耦合有限元物质点法及其在流固耦合问题中的应用

COUPLED FINITE ELEMENT MATERIAL POINT METHOD AND ITS APPLICATION IN FLUID-STRUCTURE INTERACTION

有限元法在求解大变形问题时会遇到网格畸变和时间步长严重减小的问题。物质点法在大变形问题中无网格扭曲问题,且粒子代表了物质流动,无需界面追踪算法。但在小变形问题中,物质点法的精度和效率均低于有限元法。该课题组针对冲击侵彻问题提出的耦合有限元物质点法分别采用有限元法和物质点法模拟小变形和大变形物体,物体间的相互作用通过接触算法实现,既保留了有限元针对小变形问题高精度高效率的特点,又避免了材料大变形给有限元法带来的网格扭曲和时间步长严重减小的问题,还可以自动追踪界面。在流固耦合问题中,固体变形较小而流体变形较大,因此也适合用耦合有限元物质点法求解。该文简要介绍了耦合有限元物质点法的基本原理,并将其应用于流固耦合问题中,取得了较好的效果,表明耦合有限元物质点法是分析流固耦合问题的一种有效的方法。

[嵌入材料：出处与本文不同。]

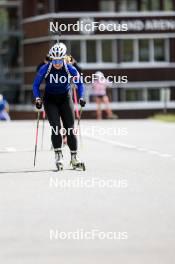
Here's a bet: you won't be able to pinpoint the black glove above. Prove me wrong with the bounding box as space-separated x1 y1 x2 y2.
35 98 42 110
79 98 86 107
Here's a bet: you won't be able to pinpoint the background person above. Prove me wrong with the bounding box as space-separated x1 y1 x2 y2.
92 71 117 119
0 94 10 121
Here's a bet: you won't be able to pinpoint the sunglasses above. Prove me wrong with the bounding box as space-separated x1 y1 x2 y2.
52 59 63 65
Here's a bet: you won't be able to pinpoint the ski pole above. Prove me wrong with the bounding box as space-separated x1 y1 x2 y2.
72 86 83 143
73 86 80 119
77 106 83 127
76 106 83 146
34 111 40 167
41 110 46 150
72 86 83 140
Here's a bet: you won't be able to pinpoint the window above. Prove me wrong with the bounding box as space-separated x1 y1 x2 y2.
0 36 20 71
37 0 48 14
140 0 161 11
154 39 165 61
125 89 143 101
86 40 96 63
151 0 161 10
0 8 8 33
70 41 81 62
118 0 138 11
100 1 115 11
164 0 173 10
140 0 149 10
77 38 167 64
48 0 55 12
170 87 175 100
139 39 149 62
120 38 167 64
118 0 165 11
148 88 160 101
120 40 134 62
127 0 138 11
102 40 113 62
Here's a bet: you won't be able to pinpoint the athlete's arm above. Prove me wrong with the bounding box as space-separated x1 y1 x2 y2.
33 64 49 99
67 64 85 98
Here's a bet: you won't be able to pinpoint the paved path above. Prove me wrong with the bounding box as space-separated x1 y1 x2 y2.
0 120 175 263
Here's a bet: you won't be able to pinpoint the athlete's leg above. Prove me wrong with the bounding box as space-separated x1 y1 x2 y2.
60 92 77 151
43 94 62 150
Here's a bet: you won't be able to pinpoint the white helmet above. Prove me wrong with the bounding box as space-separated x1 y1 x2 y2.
49 43 67 60
0 94 3 101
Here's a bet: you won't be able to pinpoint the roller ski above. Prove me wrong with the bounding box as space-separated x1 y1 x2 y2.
70 151 86 171
55 149 64 171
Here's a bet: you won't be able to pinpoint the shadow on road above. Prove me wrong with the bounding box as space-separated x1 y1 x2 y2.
0 169 58 174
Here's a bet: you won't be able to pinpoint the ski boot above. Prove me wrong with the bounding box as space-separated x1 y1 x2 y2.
70 151 86 171
55 149 64 171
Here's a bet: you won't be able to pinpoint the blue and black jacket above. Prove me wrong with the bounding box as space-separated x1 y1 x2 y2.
33 62 85 99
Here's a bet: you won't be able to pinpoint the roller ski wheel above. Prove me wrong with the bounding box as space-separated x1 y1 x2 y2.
56 163 63 171
55 150 64 171
70 161 86 171
70 152 86 171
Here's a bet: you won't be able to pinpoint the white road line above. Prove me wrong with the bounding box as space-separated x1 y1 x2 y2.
5 147 16 152
0 148 51 153
1 138 175 161
137 147 147 152
147 150 160 155
158 153 173 158
85 134 175 160
85 135 137 150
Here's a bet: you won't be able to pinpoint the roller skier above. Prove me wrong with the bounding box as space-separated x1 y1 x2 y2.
33 42 86 170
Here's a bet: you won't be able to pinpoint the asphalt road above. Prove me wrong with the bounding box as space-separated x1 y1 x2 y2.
0 119 175 264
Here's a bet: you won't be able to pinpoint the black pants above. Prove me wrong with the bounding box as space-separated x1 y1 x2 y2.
44 91 77 151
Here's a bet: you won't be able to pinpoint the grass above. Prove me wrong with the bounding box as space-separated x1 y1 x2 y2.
151 114 175 122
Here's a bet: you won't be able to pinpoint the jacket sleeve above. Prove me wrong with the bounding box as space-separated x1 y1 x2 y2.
33 64 49 99
67 64 85 98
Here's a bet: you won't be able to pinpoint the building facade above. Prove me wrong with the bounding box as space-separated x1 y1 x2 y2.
21 0 175 117
0 0 22 104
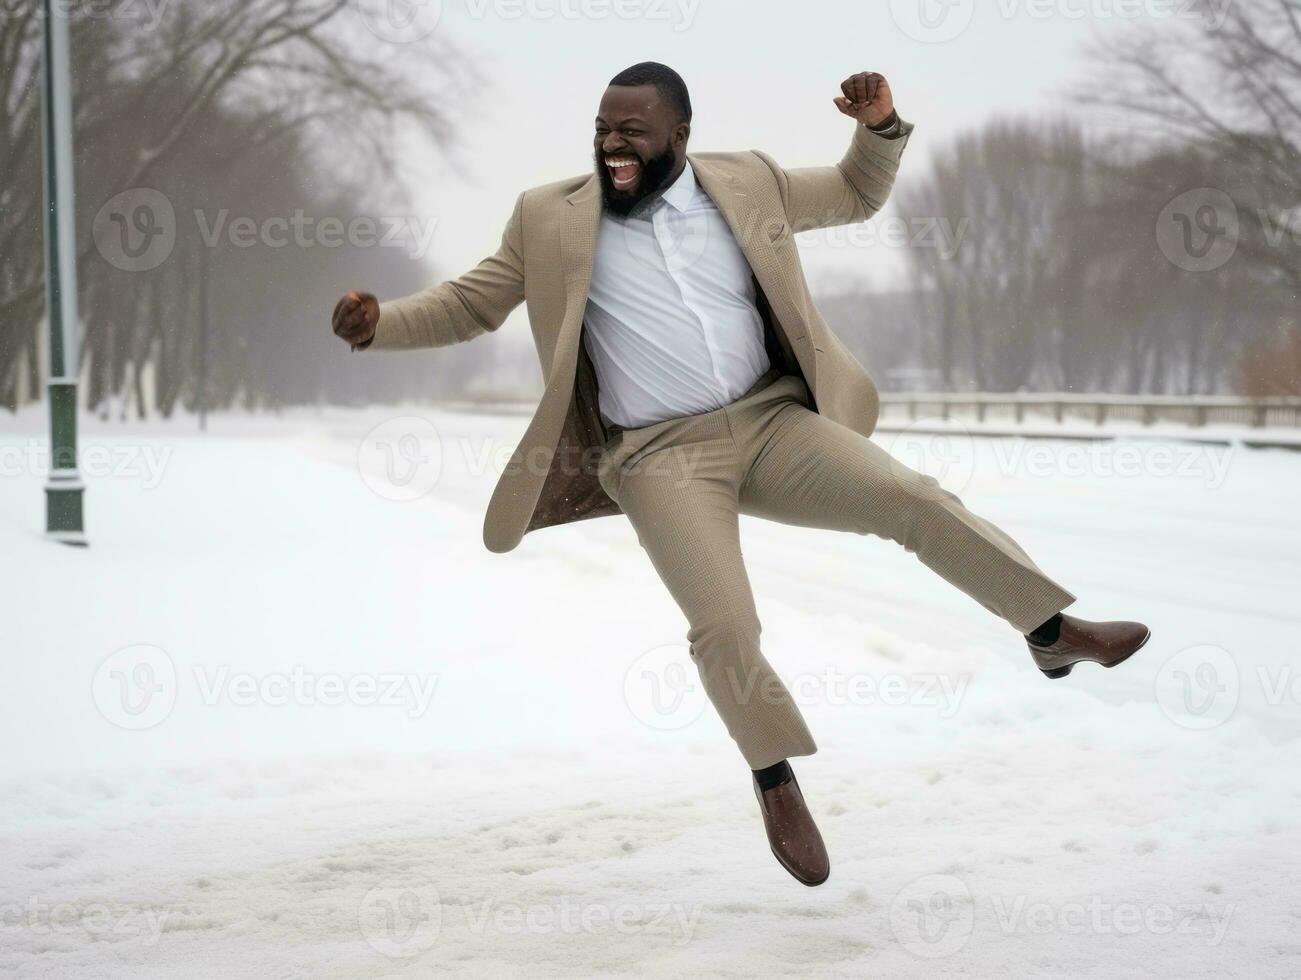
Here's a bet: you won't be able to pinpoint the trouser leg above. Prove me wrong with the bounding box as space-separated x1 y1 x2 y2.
602 434 817 769
738 393 1076 634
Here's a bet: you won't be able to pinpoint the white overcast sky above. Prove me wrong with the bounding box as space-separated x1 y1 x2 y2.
367 0 1181 297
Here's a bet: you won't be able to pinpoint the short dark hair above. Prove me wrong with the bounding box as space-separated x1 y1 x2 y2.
608 62 692 125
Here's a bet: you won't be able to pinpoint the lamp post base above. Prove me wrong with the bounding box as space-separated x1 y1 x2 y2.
45 478 85 545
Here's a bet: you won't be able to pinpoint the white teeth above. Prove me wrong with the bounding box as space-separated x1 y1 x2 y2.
606 157 638 168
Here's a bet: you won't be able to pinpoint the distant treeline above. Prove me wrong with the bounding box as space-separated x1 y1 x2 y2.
2 0 1298 414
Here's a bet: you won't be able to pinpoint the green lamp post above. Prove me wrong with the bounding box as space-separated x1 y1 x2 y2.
40 0 86 546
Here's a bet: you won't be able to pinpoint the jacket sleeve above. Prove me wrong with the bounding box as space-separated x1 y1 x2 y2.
755 117 914 234
366 191 527 350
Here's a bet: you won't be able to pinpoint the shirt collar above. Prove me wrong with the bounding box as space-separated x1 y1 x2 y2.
658 159 697 214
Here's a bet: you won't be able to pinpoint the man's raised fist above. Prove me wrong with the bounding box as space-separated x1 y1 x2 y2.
332 290 379 350
833 72 894 129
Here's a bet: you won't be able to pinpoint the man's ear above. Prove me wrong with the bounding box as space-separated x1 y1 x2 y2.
674 122 691 148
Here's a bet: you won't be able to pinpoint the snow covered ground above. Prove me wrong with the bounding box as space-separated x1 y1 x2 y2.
1 404 1299 978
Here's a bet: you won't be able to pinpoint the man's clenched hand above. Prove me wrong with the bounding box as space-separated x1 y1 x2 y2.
833 72 894 128
332 290 379 350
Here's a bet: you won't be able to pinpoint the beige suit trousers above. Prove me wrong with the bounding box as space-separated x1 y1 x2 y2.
597 368 1076 769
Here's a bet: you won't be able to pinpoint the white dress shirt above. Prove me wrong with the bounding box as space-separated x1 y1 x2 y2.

In large deformation problems, the FEM will encounter mesh distortion and severe time step reduction. On the contrary, the material point method （MPM） does not suffer these difficulties. However, the accuracy and efficiency of the MPM are lower than the FEM in small deformation problems. Recently, a coupled finite element material point method （CFEMP） was proposed by our group to fully take advantages of both the FEM and MPM. In the CFEMP, the FEM and MPM are used to simulate the small and large deformation bodies, respectively. The interaction between two bodies is realized by the contact algorithm. Thus, the high accuracy and efficiency of the FEM is retained, while mesh distortion and severe time step reduction are avoided. The CFEMP is very suitable for the fluid-structure interaction problem, because the structure deforms little but the fluid deforms severely. In this article, the CFEMP is first reviewed briefly and then applied to the fluid-structure interaction problem. The results show that the CFEMP is a powerful tool for modeling fluid-structure interaction problems.